Uber has initiated a fraud and conspiracy lawsuit against a network of professionals comprising doctors, lawyers, and other specialists. The lawsuit alleges that fraudulent car crashes were orchestrated and then unnecessary or excessive medical treatments were prescribed with the intent of exploiting New York’s Personal Injury Protection (PIP) system, which requires insurers to cover medical expenses and lost wages regardless of who is at fault in an accident.
New York is one of only 12 states in the U.S. that operates under a no-fault insurance system for livery vehicles. This system requires coverage of up to $200,000, ensuring that drivers and passengers are promptly reimbursed for medical expenses or lost wages following an accident, irrespective of the party at fault.
Uber contends that this policy is being manipulated to their detriment. In a federal suit filed yesterday, Uber argued that the aforementioned professionals colluded for over five years to take advantage of passengers caught in minor or entirely fabricated vehicle collisions. In addition, Uber claimed that these passengers were often pushed into undergoing non-essential medical treatments, which may include complicated procedures like spondylosyndesis for conditions that were either invented, overstated, or previously existed.

The Coalition Against Insurance Fraud reports that American consumers lose “at least $308.6B every year” to fraud, putting a toll on cinsumers and insurance companies. American Transit Insurance Co (ATIC), which insures about 59% of New York City’s livery market, is also on the brink of financial collapse. According to recent financial reports, the company is insolvent and reported a staggering $700 million loss in the second quarter of 2024.

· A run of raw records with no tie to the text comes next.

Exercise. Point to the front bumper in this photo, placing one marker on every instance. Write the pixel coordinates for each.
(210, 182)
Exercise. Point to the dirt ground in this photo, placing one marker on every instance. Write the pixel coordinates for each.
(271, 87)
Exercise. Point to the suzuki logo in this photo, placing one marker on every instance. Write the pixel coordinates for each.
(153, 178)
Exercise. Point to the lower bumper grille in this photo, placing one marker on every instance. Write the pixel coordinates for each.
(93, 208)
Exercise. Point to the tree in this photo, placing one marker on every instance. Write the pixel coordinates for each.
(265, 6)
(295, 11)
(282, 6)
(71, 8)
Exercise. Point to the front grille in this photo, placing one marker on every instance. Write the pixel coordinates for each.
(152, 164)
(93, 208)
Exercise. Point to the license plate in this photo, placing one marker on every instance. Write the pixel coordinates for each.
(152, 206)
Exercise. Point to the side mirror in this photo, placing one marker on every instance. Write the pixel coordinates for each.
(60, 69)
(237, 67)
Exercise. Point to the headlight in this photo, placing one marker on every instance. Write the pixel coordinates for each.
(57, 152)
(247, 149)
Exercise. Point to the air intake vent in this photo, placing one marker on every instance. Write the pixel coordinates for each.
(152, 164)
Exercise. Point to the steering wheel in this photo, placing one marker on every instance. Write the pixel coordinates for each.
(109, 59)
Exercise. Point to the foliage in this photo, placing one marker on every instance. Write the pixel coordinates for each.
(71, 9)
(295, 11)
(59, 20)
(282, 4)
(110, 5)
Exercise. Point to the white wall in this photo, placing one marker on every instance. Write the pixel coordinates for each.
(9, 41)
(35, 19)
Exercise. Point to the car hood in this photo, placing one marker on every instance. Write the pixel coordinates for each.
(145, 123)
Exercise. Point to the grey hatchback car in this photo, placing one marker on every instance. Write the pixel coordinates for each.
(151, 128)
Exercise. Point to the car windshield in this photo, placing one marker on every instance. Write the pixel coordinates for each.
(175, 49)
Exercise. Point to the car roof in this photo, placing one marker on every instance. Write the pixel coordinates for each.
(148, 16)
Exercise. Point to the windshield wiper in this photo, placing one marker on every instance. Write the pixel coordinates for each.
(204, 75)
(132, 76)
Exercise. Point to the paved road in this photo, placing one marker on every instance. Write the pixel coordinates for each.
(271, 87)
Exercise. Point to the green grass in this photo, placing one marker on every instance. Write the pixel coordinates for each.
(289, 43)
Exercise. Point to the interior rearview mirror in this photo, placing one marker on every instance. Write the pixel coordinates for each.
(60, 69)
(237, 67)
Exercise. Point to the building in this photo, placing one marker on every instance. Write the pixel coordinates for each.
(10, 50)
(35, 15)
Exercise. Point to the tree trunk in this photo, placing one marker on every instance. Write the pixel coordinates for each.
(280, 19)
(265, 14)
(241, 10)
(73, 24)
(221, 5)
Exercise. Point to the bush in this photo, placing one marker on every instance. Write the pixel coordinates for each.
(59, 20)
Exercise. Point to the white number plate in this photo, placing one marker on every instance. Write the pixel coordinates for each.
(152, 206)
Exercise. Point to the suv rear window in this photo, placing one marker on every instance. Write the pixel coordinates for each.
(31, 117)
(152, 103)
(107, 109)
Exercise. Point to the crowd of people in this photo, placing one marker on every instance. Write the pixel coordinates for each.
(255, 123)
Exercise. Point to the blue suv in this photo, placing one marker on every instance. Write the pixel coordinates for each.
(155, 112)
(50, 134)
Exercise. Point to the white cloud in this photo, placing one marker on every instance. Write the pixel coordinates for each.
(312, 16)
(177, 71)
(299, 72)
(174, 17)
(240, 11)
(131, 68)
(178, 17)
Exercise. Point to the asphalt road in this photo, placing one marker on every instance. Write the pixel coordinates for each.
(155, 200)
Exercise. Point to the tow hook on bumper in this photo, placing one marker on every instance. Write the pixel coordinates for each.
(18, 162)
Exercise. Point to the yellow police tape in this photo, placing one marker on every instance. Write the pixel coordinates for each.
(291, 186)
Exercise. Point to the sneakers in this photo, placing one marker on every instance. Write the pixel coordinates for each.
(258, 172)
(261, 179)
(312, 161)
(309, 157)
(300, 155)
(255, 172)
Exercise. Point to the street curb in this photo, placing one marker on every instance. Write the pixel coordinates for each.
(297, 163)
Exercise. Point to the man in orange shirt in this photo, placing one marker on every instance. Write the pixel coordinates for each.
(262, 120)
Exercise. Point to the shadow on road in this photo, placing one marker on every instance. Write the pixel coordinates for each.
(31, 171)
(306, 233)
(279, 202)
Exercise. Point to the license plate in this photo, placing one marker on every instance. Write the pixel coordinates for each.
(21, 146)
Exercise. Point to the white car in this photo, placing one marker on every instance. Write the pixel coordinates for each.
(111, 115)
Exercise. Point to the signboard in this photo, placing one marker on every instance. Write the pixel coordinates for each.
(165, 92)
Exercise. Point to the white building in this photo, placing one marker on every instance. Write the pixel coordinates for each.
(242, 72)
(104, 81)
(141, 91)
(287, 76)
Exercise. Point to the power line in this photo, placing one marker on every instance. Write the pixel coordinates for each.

This staggering loss prompted ATIC to file a $450 million lawsuit against medical practitioners and others, alleging racketeering—similar to the recent lawsuit filed by Uber. Uber also sued ATIC last year, following 23 lawsuits filed against the ride-sharing company for accident claims involving its drivers between August 2016 and July 2023. In its complaint, Uber alleged that ATIC refused to settle claims for some of its drivers, resulting in liability lawsuits against the company.
Meanwhile, Carmel De La Rosa, a Northern Manhattan City Council member, proposed a bill to reduce New York’s PIP coverage limit from $200,000 to $50,000. While supporters of the initiative argue that the current PIP limit is excessively high and contributes to fraud, critics caution that reducing coverage could compromise the ability to compensate accident victims adequately. They stress that combating fraud should not come at the expense of ensuring fair compensation for those injured. If passed, this legislation could mark a significant step toward curbing insurance fraud in the state.